A. L. Eu costumo dizer para os meu alunos – que são cerca de 220 ou 230 – que a arte salva, independente do problema e do tamanho do problema. Para você ver, uma pandemia mundial é algo inesperado, e é um problema que não conseguimos dimensionar o tamanho de tão grande que é. Mas a lembrança de que arte salva já começa fazer a gente trazer a importância da arte para os tempos que a gente vive. Se você olhar ao longo da história, foi sempre nos períodos de grandes crises mundiais que a gente teve, através da arte, possibilidades de caminhos. Por exemplo, Segunda Guerra Mundial, após ela a gente teve o surgimento da dança Butoh, no japão, tivemos o desenvolvimento da performasse mundo a fora. A gente teve movimento de arte de muita evolução a partir da crise, como a crise que estamos vivendo a partir desse coronavírus.

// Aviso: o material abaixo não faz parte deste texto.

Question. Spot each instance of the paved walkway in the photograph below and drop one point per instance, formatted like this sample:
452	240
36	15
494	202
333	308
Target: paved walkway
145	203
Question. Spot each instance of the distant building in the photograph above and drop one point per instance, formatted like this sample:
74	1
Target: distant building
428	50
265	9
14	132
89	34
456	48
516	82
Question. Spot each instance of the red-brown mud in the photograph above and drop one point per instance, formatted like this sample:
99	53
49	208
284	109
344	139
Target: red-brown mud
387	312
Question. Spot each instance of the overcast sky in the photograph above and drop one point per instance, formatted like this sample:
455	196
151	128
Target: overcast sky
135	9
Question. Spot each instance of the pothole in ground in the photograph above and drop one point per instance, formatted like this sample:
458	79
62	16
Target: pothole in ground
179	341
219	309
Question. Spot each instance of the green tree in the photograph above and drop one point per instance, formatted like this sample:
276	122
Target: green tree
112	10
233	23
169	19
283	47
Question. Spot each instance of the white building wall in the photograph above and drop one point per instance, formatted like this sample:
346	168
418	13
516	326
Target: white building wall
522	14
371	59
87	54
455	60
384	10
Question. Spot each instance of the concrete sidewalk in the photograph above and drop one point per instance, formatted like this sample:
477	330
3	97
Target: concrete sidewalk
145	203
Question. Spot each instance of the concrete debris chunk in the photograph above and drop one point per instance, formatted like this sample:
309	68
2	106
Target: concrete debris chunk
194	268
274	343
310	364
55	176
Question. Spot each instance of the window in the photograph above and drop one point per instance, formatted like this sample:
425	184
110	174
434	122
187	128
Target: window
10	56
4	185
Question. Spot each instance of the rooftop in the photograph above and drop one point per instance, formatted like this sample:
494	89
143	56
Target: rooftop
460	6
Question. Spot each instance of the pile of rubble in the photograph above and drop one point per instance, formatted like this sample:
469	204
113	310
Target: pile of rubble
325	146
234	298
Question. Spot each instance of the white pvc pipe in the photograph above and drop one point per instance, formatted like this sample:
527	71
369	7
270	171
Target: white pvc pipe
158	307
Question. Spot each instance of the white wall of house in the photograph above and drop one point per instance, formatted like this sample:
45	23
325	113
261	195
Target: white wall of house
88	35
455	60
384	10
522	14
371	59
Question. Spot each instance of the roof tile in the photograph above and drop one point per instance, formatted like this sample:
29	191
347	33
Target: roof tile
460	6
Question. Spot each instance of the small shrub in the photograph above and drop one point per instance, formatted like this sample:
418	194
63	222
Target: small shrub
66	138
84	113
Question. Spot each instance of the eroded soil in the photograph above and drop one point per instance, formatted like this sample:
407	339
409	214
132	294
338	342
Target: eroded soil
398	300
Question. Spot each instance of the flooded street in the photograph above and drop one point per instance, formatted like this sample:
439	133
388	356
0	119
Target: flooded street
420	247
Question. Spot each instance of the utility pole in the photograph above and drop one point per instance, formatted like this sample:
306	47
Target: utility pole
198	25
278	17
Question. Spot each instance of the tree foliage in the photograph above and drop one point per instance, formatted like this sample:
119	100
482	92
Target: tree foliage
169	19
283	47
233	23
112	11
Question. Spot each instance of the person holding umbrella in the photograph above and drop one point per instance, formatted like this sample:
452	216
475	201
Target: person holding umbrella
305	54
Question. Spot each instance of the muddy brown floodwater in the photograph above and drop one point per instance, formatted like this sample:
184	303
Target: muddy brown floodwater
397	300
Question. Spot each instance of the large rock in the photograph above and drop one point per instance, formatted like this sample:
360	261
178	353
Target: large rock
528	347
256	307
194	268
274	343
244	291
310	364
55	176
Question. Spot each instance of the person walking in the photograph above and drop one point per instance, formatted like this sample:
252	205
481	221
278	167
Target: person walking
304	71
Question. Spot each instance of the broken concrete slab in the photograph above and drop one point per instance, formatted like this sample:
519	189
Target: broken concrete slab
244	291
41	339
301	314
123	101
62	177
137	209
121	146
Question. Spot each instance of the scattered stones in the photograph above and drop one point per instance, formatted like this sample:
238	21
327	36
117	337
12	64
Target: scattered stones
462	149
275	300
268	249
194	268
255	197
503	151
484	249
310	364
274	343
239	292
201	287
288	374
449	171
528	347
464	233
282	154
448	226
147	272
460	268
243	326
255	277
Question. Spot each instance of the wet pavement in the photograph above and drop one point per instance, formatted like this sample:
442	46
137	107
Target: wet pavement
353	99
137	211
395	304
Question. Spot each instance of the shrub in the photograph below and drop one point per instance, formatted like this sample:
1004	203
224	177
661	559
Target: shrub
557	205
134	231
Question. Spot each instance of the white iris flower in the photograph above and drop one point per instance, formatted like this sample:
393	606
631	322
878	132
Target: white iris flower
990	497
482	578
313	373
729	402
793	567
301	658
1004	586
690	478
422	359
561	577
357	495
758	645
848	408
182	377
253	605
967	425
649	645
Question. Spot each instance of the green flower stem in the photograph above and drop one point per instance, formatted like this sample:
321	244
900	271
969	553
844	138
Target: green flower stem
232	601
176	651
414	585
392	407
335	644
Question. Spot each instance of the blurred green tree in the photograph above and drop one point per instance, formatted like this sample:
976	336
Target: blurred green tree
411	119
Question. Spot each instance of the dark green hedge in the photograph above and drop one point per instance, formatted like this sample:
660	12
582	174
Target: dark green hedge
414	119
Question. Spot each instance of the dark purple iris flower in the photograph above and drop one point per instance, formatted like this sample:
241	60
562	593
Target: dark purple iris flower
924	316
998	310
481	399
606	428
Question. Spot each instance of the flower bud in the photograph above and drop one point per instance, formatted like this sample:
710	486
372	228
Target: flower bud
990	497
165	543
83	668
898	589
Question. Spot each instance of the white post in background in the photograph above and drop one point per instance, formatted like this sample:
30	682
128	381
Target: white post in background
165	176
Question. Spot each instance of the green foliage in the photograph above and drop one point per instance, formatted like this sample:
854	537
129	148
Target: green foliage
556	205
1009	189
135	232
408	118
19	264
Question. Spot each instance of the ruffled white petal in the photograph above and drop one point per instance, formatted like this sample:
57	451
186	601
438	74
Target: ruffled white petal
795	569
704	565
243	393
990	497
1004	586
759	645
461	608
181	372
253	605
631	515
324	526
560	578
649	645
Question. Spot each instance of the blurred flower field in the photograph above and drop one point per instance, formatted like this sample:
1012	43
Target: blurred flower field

No Brasil, durante a ditadura, foi um período de muita produção artística, musical, no teatro, foi um explosão do movimento de arte. Eu costumo dizer que arte salva mesmo no momento de dificuldade que estamos vivendo. Então eu acho que o papel da arte sempre foi e sempre vai ser aquele papel de propor novos caminhos. O artista é sempre um profeta do seu tempo, é aquele que anuncia novos caminhos.
Quando eu comecei na primeira semana de quarentena, alguns amigos da profissão ficaram desesperados, sem saber como trabalhar, como iriam ganhar dinheiro. E eu não parei de trabalhar, assim como outros amigos não pararam de trabalhar. Porque a gente vai se adaptando, se reinventando. Agora não é a gente, e sim é a arte que vai apontando caminhos, e você tem que está atento para você fazer o download do que a arte está propondo. Tem que ter essa sacada e ser inteligente. Quando você percebe que é possível se reinventar, você começa a propor transformação.
Eu estou hoje com mais de 200 alunos, estamos produzindo, não no teatro porque não é possível, mas estamos usando a linguagem do teatro para produzir no audiovisual, misturando o que eu chamo de proposta hibrida, que é um pouco do método de trabalho que eu venho desenvolvendo, onde se mistura teatro e audiovisual, tudo isso através da arte. Então o papel da arte, no momento de dificuldade que estamos vivendo é de salvação. É de libertação.
Em muitos momentos, lá no início da pandemia, quando a gente começava a fazer aula online pelos aplicativos (pelo celular ou notebook) haviam momentos em que eu não dava aula. Eu ouvia os alunos. As chateações, as tristezas, os choros, as dúvidas, as vontades de desistir. E logo depois a gente vai no afeto, e é isso que eu digo, arte é afeto. Eu ouço os alunos, ouço quais são os problemas nessa dificuldade que a gente vive. E vamos nos transformando. Assim o aluno vai se sentindo forte, corajoso, porque através da arte ele vê que é possível uma luz no fim do túnel. E cinco meses depois do início dessa pandemia vemos as coisas fluindo, o aluno engajado, produzindo e estreando filmes daqui a pouco.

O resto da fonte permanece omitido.